Chapitre 5

88 7 4
                                    

- Ouf, j'ai cru qu'on allait jamais sortir d'ici, me lance-t-elle lorsque je claque la porte de l'appartement.

Devant mon air déçu, elle ajoute :

- Mais non, ce n'est pas ce que tu crois, j'aime beaucoup ta famille. Mais comme je suis fille unique, je n'ai pas l'habitude de tout ce bruit. Il faut que je m'y fasse c'est tout, sourit-elle pour me rassurer.

Qu'elle s'y habitue, ça veut dire qu'elle espère sans doute que l'on renouvelle l'expérience. Je ne suis pas contre. Je crois que cette journée va nous rapprocher.

- Et bien puisque tu aimes la tranquillité, ça tombe bien parce que je t'emmène dans un endroit où le silence est d'or, lui dis-je en lui faisant un clin d'œil.

- À l'église ? demande-elle. Je l'ai compris à ta tenue.

Elle se marre, mais je ne le prends pas mal, après tout, je la comprends, nous sommes si différentes. Je hoche la tête pour lui confirmer.

- Enfin, si tu es d'accord ? je lui précise pour être sûre que nous sommes sur la même longueur d'onde.

- C'est chouette, dit-elle alors qu'elle frappe dans ses mains comme une gamine, je n'ai jamais mis les pieds dans la maison de Dieu, c'est l'occasion ou jamais.

Elle passe son bras sous le mien, comme deux vieilles amies. Alors que nous sortons à peine de l'immeuble, cinq caïds du coin sifflent comme si nous n'étions que des chiens. J'en ai l'habitude, mais pas Andréa, elle ne sait pas qu'il faut simplement baisser les yeux et les ignorer en attendant qu'ils finissent par changer de cibles. Elle se retourne et les fixe un peu trop longtemps. Prise de panique, je la tire et lui dit de marcher plus rapidement.

Elle pose de nouveau son attention vers moi et me lance :

- Non, mais qu'est-ce qu'ils veulent ceux-là. Ma photo ?

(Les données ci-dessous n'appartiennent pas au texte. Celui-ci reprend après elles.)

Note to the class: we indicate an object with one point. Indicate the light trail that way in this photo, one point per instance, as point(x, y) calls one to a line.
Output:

Elle pouffe, inconsciente des conséquences de son comportement. J'ai soudain très chaud, de la sueur dégouline sur mon front et je prie intérieurement pour qu'ils soient de bonne humeur et nous laisse saines et sauves. Elle ne comprend pas ce qu'il se passe, forcement elle ne vit pas dans un quartier aussi dangereux que le mien. Je la tiens fermement par le bras, je m'accroche à l'idée que nous sommes bientôt arrivées au coin de la rue près de l'église et que là-bas, nous serons en sécurité. Lorsque j'aperçois enfin le monument mon cœur se calme et je respire enfin. Je prends le risque de jeter un œil derrière moi, mon pouls s'accélère de nouveau quand je m'aperçois qu'ils ne sont plus là ! Ce n'est pas normal, ils étaient là, à peine quelques minutes plus tôt !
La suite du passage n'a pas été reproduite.